After mass, the church cleared out but I couldn't bring myself to leave. I mean, I didn't particularly want to look around, because I was still mad and sad and stuff, but the people who stayed to pray had me glued to my seat. OK, this is kinda a lie and this is where I make my decision. Sometimes you just get tired of secularizing everything.

I believe in God. I believe God does mighty and wonderful things in the world today, sometimes through the Church and sometimes not. I believe God hears me when I pray and I believe that He doesn't judge me on the way that my prayers get to Him, so even though I feel a little insolent doing it in one of these fancy churches with enough decorations on the ceiling to scare anyone away from staring intensely at it, I will stare intensely at the ceiling because that's the easiest way for me to focus my attention on the task at hand, and I have found that I can pray for the hour and a half between mass and the evening organ concert and barely notice my butt going numb from the tiny wooden pew that I absconded post-mass.

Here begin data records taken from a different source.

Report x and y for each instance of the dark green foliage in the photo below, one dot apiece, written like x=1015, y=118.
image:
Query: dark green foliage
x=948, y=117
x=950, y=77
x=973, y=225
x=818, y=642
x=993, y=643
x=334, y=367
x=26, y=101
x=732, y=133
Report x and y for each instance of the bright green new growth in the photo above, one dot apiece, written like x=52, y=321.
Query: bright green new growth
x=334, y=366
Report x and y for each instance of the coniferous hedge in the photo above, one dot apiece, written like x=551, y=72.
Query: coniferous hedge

Because sometimes, God needs to hear it. God needs to hear my confusions and my frustrations as much as He needs to hear my joys and my praises. God needs to hear my confessions and my failings as much as He needs to remind me of my blessings and my suceedings. God needs to hear when I am worried about the Church and He needs to hear what I have to say in praise of the Church. And I couldn't think of a better place to do this than the one I currently inhabited. It also doesn't hurt to send up a prayer or two for people you may or may not have left on metro trains, even though we're both capable adults and the metro stop is stupid close to the hostel. You know, just in case.

Then I let myself get distracted by the room. I'm getting to like the stories churches tell. I like recognizing the altars (St. John of Nepomuk, St. Barbara, St. Michael, St. Anthony).


I like looking at the different ways people choose to portray Biblical figures.

OK, so I don't really know who this is, but isn't that the coolest effect ever?!

 Of course, there's always people in the room. It's impossible not to be slightly miffed by the tourists that forget that you're in a church, that click two photos of the interior and talk too loudly to the people around them before moving on, but this can be countered if, say, a caring husband leaves his pregnant wife waiting patiently at the pews while he goes to fetch a priest to talk about a christening ceremony for the little not-yet-born human that will soon occupy all of their time. Then you can watch as one of the other priests, quicker at changing, comes over to talk to the pregnant wife like they're old family friends and watch the way she reacts, all comfort and smiles and quietly told stories, respectful but happy in the space she's in. You can sit back as the husband comes back, priest in tow, completely focused on getting back to his wife, smiling at her as he approaches. This little scene can give you a good bit of encouragement for the Church, if a place like this, so full of shiny things that they're willing to give you a printed guide at the door to help you sort it out, can still be bothered to do the simple care of a congregation. It can make you smile as you go back to your prayers.

I thumbed through the pamphlet on the objects in the room as I waited the extra half hour for the organ concert to start. The free concert, by the way, was something kinda crazy beautiful. They had singers as well, and they did Ave Maria, which I had done with my youth choir back home and dearly loved and my heart soared for a song I understood. All in all, it was beautiful. But before I got distracted by that, I was distracted by the top paragraph on the back of the pamphlet. "Before leaving, do look again at the painting aboce the main altar.

This work of art (by M. Altomonte) portrays the healing of the lame man by St. Peter and St. John at the Beautiful Gate in Jerusalem. Before you leave the church you might pray for the unity of all Christians. St. Peter's has worked for this goal since 400 AD."

See, the Ascention is when Christ left us all to deal with each other, you know, Love one another as I have loved you, etc. 400 years later, this church began its work trying to make that kind of unity true. It's all good, though. I can't think of a better place to celebrate the beginning of the churches' time together.